I would feel obligated to have sex just to avoid an argument. I became pregnant and things got worse. This man wanted to isolate me for six to eight weeks after my baby was born.
When I was pregnant, he told me that if the baby was a boy, it would carry his full name, and if it was a girl it would have to be named after his mother – and that was that. My view did not matter.
When I decided to leave, he chucked me in my neck and in between my breast and threatened me.
Also he took up the garbage bin, put it in a bag and told me it was mine. He packed my things and threw them outside.  
Despite all the physical, emotional and verbal abuse I went through with this man, I have forgiven him and moved on with my life. But he has not. I believe that he is now using our young son as a weapon to spite me because I left him.
This is an example of how he has used my son: recently although he knew the child had a cold, was on medication, and had seen a doctor, he carried him to the polyclinic for a check-up because the boy had a fever that had lasted almost five days straight. He was also wheezing, had a throat infection, was not eating or drinking properly, and was on five different medications.
While my son was there, he received an MMR vaccine even though he did not have his green book. The polyclinic had no right to give him that vaccine. I contacted other polyclinics and doctors and they said he should not have been given that vaccine.

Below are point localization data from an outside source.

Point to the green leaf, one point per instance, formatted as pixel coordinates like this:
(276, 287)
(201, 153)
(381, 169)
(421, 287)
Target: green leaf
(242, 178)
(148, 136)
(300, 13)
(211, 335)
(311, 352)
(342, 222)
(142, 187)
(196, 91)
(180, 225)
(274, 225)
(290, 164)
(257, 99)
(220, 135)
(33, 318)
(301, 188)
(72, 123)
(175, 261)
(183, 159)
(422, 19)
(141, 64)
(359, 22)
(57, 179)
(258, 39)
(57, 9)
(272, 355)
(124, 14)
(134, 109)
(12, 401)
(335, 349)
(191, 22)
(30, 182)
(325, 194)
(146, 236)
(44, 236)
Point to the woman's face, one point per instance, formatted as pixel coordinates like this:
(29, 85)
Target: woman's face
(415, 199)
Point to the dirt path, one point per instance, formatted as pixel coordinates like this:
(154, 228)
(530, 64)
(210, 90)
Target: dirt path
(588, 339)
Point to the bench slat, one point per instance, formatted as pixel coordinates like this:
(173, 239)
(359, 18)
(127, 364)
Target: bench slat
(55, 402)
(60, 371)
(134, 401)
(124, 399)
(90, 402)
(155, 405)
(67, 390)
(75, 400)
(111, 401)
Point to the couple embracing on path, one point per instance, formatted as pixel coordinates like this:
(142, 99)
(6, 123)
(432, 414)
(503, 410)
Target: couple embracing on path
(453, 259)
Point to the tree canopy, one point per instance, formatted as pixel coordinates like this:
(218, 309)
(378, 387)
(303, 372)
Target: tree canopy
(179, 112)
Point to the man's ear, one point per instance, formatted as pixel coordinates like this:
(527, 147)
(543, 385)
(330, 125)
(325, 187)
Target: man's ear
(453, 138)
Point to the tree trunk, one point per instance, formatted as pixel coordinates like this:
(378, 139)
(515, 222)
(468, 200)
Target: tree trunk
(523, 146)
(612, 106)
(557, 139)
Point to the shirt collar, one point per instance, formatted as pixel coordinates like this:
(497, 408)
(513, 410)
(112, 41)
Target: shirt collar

When I spoke with the nurse and I told her what was going on with my son, she replied that the father did not tell her anything about what was going on with the little boy, only that he had a slight cold.
Another thing: I told him my son drinks all juices except the acid ones. Yet he continues to give them to him.
He would have him for nine hours on his off days and all he gives him is Horlicks and formula.
He gives him nothing to eat; not even water to drink. He doesn’t even brush his teeth.
The other thing is that he brings him back nasty most of the time, soaking wet in urine or with stool on his chest. He cuts the child hair every time he has a cold and sometimes within a two-week period. Then the cold gets worse or sometimes he develops a bad cough.
What I don’t like too, is that when he cuts the child’s hair, he bruises up his head. Isn’t that child abuse?
He is supposed to return my son for 6 p.m., but keeps him longer without asking me anything.
To make matters worse he turns off his cellphones and lowers his landline’s ringer volume so that no one can get in contact with him.
He gives me no more than $300 a month, nothing else. So I have to buy diapers out of that same money. I pay all of the nursery fees, buy his clothing, shoes and food.
I try my best to communicate with him for our child’s sake, but he does not say anything to me unless he has to. When he comes to collect the boy, he doesn’t say anything; he doesn’t want to hear anything. And he always behaves aggressively.
I fear this man is going to hurt my child.
I did not say his son because he is not being a father to him.